The meeting, which began at 7:40 pm, lasted several hours and included questions and answers with WGA leaders, was intended to bring to the members the events of the negotiations that abruptly stopped on May 1, as well as to paint a picture of the coming weeks for writers in terms of striking and answering members’ questions. Attendees were handed packaged food from Wolfgang Puck. “There’s always food,” said one, while another said they had an extra meal on their way out.
Sources inside the shrine described the atmosphere as a show of solidarity, with many members vowing to fight back and remain firm in the guild. stimulate. “It’s for amazing Show unity and determination. I’ve never seen anything like this, and I’ve been in this union for almost 25 years,” said another model. THR from inside the place. A number of additional writers commented on the size of the standing ovation: “I lost count,” said one film and TV writer on his way out. “The place was on its feet, snarling.” Jeff Roth, who recently wrote a movie for Amazon that was in transition, added, “The mood was raucous, it was raucous. People were excited.”
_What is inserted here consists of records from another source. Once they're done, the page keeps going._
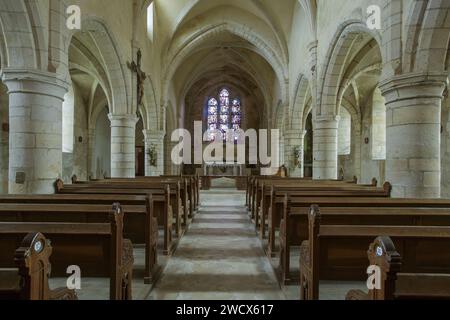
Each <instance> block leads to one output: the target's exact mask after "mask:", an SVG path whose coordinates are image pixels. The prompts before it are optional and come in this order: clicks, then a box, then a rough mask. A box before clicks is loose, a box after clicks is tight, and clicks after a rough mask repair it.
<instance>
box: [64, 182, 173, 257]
mask: <svg viewBox="0 0 450 320" xmlns="http://www.w3.org/2000/svg"><path fill="white" fill-rule="evenodd" d="M147 187H148V189H147ZM56 192H57V193H58V194H91V195H94V194H95V195H144V196H149V197H150V196H151V197H152V200H153V210H154V212H155V214H154V216H156V215H157V217H158V219H157V220H158V224H159V225H160V226H162V227H163V230H164V248H163V253H164V255H169V254H171V252H172V251H173V249H174V247H173V238H172V225H173V210H172V205H171V203H172V204H173V203H176V205H178V204H179V201H178V200H177V199H178V194H177V193H176V192H174V191H171V190H170V187H169V186H168V185H166V186H165V190H163V189H161V188H160V187H159V185H158V186H157V187H155V188H153V189H150V185H149V184H145V185H144V186H142V185H139V184H137V183H135V184H131V183H128V184H122V183H121V184H115V183H110V184H77V185H64V183H63V182H62V181H61V180H58V181H57V182H56ZM179 212H181V211H179ZM177 217H178V219H177V221H176V222H177V224H176V225H177V228H176V229H178V228H179V227H180V221H181V220H180V217H179V215H177ZM180 233H181V231H180Z"/></svg>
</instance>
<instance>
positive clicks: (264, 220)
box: [255, 182, 392, 239]
mask: <svg viewBox="0 0 450 320" xmlns="http://www.w3.org/2000/svg"><path fill="white" fill-rule="evenodd" d="M319 185H320V187H310V186H308V185H306V186H304V185H300V186H290V185H273V184H272V185H271V186H268V187H265V186H264V185H263V186H262V187H261V193H260V194H261V197H260V202H259V206H258V207H257V214H256V215H255V226H256V228H257V230H258V227H259V232H260V236H261V238H262V239H264V238H265V235H266V222H267V219H268V216H269V211H270V209H271V207H270V206H271V204H272V203H273V198H274V197H276V196H277V195H281V196H283V195H284V194H289V195H293V196H295V195H296V194H297V195H298V196H303V195H307V194H309V195H310V196H318V197H321V196H326V195H328V196H331V195H333V194H334V193H336V196H340V197H345V196H354V197H364V196H366V195H367V196H370V197H374V196H379V197H390V195H391V190H392V186H391V185H390V183H385V185H384V186H383V188H377V187H376V182H375V185H349V184H342V183H338V184H334V183H333V184H329V183H323V184H319Z"/></svg>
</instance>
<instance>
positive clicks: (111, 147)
mask: <svg viewBox="0 0 450 320" xmlns="http://www.w3.org/2000/svg"><path fill="white" fill-rule="evenodd" d="M109 120H110V121H111V177H112V178H134V177H135V176H136V155H135V153H136V149H135V145H136V141H135V140H136V123H137V121H138V118H137V117H136V115H134V114H133V115H129V114H128V115H112V114H110V115H109Z"/></svg>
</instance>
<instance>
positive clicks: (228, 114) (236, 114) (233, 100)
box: [207, 88, 242, 141]
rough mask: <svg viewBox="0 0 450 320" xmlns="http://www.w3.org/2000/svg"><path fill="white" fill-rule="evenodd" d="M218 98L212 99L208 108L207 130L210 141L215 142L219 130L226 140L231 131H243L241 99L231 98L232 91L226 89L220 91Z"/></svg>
mask: <svg viewBox="0 0 450 320" xmlns="http://www.w3.org/2000/svg"><path fill="white" fill-rule="evenodd" d="M217 98H218V99H216V98H210V99H209V100H208V106H207V108H208V112H207V115H208V118H207V128H208V137H209V140H210V141H214V140H215V134H216V132H217V130H220V131H221V132H222V134H223V137H224V140H225V139H226V137H227V133H228V132H229V131H230V130H233V132H236V131H238V130H240V129H241V111H242V110H241V101H240V99H238V98H230V91H229V90H227V89H225V88H223V89H221V90H220V92H219V95H218V97H217ZM235 136H236V135H235ZM235 140H237V136H236V137H235Z"/></svg>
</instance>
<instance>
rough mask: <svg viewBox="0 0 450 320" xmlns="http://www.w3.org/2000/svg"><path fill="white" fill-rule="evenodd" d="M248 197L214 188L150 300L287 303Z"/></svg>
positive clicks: (207, 192) (204, 198)
mask: <svg viewBox="0 0 450 320" xmlns="http://www.w3.org/2000/svg"><path fill="white" fill-rule="evenodd" d="M244 203H245V193H242V192H237V191H234V190H230V189H222V190H220V189H214V190H213V191H210V192H205V193H203V194H202V205H201V208H200V210H199V212H198V213H197V215H196V216H195V218H194V222H193V224H192V225H191V227H190V229H189V231H188V232H187V234H186V235H185V237H184V238H183V239H182V240H181V242H180V244H179V247H178V249H177V251H176V252H175V254H174V256H173V257H172V258H171V259H170V261H169V262H168V264H167V267H166V269H165V270H164V275H163V277H162V279H161V281H160V283H158V284H157V285H156V288H155V290H154V291H153V292H152V293H151V295H150V299H155V300H161V299H171V300H173V299H179V300H196V299H199V300H217V299H226V300H244V299H245V300H268V299H269V300H281V299H285V295H284V294H283V291H282V290H281V289H280V287H279V285H278V282H277V280H276V277H275V274H274V272H273V269H272V266H271V265H270V262H269V260H268V259H267V257H266V256H265V254H264V251H263V250H262V247H261V243H260V241H259V239H258V238H257V237H256V234H255V231H254V228H253V226H252V224H251V223H250V221H249V219H248V215H247V211H246V209H245V207H244V206H243V205H244Z"/></svg>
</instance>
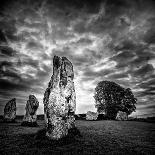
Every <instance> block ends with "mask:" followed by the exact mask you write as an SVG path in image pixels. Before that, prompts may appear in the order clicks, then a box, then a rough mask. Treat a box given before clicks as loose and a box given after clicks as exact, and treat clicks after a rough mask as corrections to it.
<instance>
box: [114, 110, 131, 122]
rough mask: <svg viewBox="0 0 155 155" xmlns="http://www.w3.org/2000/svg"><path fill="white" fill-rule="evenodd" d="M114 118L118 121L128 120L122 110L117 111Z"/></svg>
mask: <svg viewBox="0 0 155 155" xmlns="http://www.w3.org/2000/svg"><path fill="white" fill-rule="evenodd" d="M116 120H119V121H121V120H122V121H125V120H128V115H127V113H126V112H122V111H118V113H117V116H116Z"/></svg>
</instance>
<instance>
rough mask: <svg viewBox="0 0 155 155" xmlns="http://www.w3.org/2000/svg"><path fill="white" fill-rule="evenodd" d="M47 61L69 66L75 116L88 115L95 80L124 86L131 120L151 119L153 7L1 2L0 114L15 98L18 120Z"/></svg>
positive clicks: (61, 0)
mask: <svg viewBox="0 0 155 155" xmlns="http://www.w3.org/2000/svg"><path fill="white" fill-rule="evenodd" d="M54 55H58V56H65V57H67V58H68V59H69V60H70V61H71V62H72V64H73V67H74V74H75V76H74V83H75V91H76V113H85V112H87V111H96V109H95V106H94V104H95V100H94V98H93V95H94V89H95V87H96V85H97V83H98V82H100V81H103V80H108V81H114V82H116V83H118V84H120V85H121V86H122V87H124V88H131V90H132V92H133V94H134V95H135V97H136V98H137V99H138V101H137V105H136V107H137V110H136V112H134V113H133V115H134V116H137V115H149V116H151V115H155V111H154V110H155V2H153V1H151V0H130V1H129V0H5V1H1V5H0V114H3V109H4V106H5V104H6V102H7V101H9V100H10V99H12V98H14V97H15V98H16V99H17V115H23V114H25V105H26V101H27V100H28V96H29V95H30V94H34V95H35V96H36V97H37V98H38V100H39V103H40V105H39V109H38V114H43V95H44V92H45V89H46V88H47V86H48V82H49V80H50V78H51V76H52V68H53V66H52V62H53V57H54Z"/></svg>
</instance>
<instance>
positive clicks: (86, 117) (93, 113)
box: [86, 111, 98, 120]
mask: <svg viewBox="0 0 155 155" xmlns="http://www.w3.org/2000/svg"><path fill="white" fill-rule="evenodd" d="M97 117H98V113H96V112H92V111H88V112H87V113H86V120H97Z"/></svg>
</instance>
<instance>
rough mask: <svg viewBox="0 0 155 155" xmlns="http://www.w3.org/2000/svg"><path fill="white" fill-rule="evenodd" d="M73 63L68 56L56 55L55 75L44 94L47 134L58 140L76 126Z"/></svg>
mask: <svg viewBox="0 0 155 155" xmlns="http://www.w3.org/2000/svg"><path fill="white" fill-rule="evenodd" d="M73 78H74V72H73V65H72V63H71V62H70V61H69V60H68V59H67V58H66V57H62V58H60V57H58V56H54V58H53V75H52V77H51V80H50V82H49V84H48V88H47V89H46V91H45V94H44V99H43V102H44V116H45V122H46V136H47V137H49V139H53V140H58V139H60V138H62V137H65V136H67V135H68V131H69V129H73V128H75V117H74V114H75V108H76V95H75V89H74V82H73Z"/></svg>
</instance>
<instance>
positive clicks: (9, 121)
mask: <svg viewBox="0 0 155 155" xmlns="http://www.w3.org/2000/svg"><path fill="white" fill-rule="evenodd" d="M0 123H17V121H16V120H9V119H1V120H0Z"/></svg>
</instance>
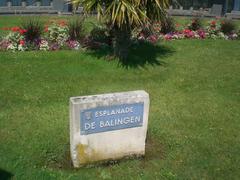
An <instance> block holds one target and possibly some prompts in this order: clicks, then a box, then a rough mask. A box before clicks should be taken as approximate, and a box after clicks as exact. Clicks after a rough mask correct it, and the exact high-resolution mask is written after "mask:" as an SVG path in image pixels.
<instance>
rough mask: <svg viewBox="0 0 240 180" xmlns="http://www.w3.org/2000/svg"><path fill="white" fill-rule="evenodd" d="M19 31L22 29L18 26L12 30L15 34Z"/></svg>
mask: <svg viewBox="0 0 240 180" xmlns="http://www.w3.org/2000/svg"><path fill="white" fill-rule="evenodd" d="M19 30H20V28H19V27H18V26H16V27H12V28H11V31H13V32H17V31H19Z"/></svg>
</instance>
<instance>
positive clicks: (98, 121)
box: [70, 91, 149, 167]
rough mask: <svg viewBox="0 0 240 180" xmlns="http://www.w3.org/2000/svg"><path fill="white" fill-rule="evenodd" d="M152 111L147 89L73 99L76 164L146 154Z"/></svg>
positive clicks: (72, 155)
mask: <svg viewBox="0 0 240 180" xmlns="http://www.w3.org/2000/svg"><path fill="white" fill-rule="evenodd" d="M148 111H149V95H148V94H147V93H146V92H145V91H131V92H122V93H113V94H102V95H93V96H81V97H72V98H70V148H71V158H72V162H73V165H74V167H80V166H82V165H85V164H92V163H94V162H98V161H107V160H116V159H120V158H123V157H127V156H132V155H136V156H142V155H144V154H145V140H146V134H147V124H148Z"/></svg>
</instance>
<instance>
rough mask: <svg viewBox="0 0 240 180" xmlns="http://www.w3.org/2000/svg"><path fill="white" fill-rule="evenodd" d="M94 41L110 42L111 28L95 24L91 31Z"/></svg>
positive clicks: (90, 37) (101, 41) (107, 42)
mask: <svg viewBox="0 0 240 180" xmlns="http://www.w3.org/2000/svg"><path fill="white" fill-rule="evenodd" d="M90 38H91V40H92V41H95V42H99V43H104V44H109V43H110V41H111V38H110V32H109V29H108V28H106V27H105V26H100V25H95V26H94V28H93V29H92V30H91V32H90Z"/></svg>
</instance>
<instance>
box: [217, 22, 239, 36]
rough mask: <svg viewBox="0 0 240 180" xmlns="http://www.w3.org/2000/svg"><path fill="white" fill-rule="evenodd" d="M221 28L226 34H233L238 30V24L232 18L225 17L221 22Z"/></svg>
mask: <svg viewBox="0 0 240 180" xmlns="http://www.w3.org/2000/svg"><path fill="white" fill-rule="evenodd" d="M220 30H221V32H223V33H224V34H232V33H234V32H236V25H235V23H234V22H233V21H232V20H230V19H225V20H223V21H222V22H221V27H220Z"/></svg>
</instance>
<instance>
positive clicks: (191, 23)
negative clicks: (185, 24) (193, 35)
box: [188, 17, 203, 31]
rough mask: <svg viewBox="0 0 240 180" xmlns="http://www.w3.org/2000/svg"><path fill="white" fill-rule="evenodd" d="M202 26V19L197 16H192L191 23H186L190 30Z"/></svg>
mask: <svg viewBox="0 0 240 180" xmlns="http://www.w3.org/2000/svg"><path fill="white" fill-rule="evenodd" d="M202 27H203V25H202V19H201V18H199V17H194V18H193V19H192V21H191V23H190V24H189V25H188V28H189V29H190V30H192V31H197V30H199V29H201V28H202Z"/></svg>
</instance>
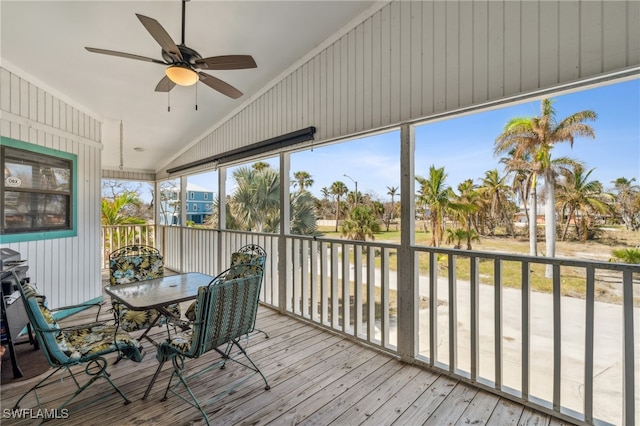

A staff writer witnessing his first strike as a WGA member added: “It’s outrageous. Massive solidarity. Everyone’s excited and hopeful. All the other unions have come out to support and march with us. No picket lines crossing. They all stand with the WGA.”
Corey Dashaun and Isaac Gomez, who both joined the union in the past few years, have been galvanized by the WGA’s focus on alleviating the mounting pressures that have been placed on what have come to be known as “small rooms,” one of which was their most recent appointment together at Amazon. They see that pursuing such reforms is linked to achieving a living wage. “It’s so funny that with marginalized voices finally reaching out to this business, Target fliers are being moved,” Dashawn notes.
Coming out of the shrine, they felt that the onus was now on the studios to bring the conversations to life. (The audience was not told when the parties might return to the table.) “The big misconception of the hit is that the walkers are to blame,” Gomez said. “No, these are the ones who don’t come to the table.”
Peter Hancoff, a WGA member since 1978, walked out of the room satisfied, noting that he was now on his fifth strike and “This is the best union membership meeting I’ve ever been in – and I’ve been in a lot who are they. I’m almost not pessimistic.” He added, “This is the toughest negotiating committee I’ve ever seen. It feels unified. Looks like we’ll win. I didn’t feel like this every time.”
The picks are set to resume in front of several production locations Thursday at 9 a.m. PT in Los Angeles and at Broadway Stages in Brooklyn at 11 a.m. ET.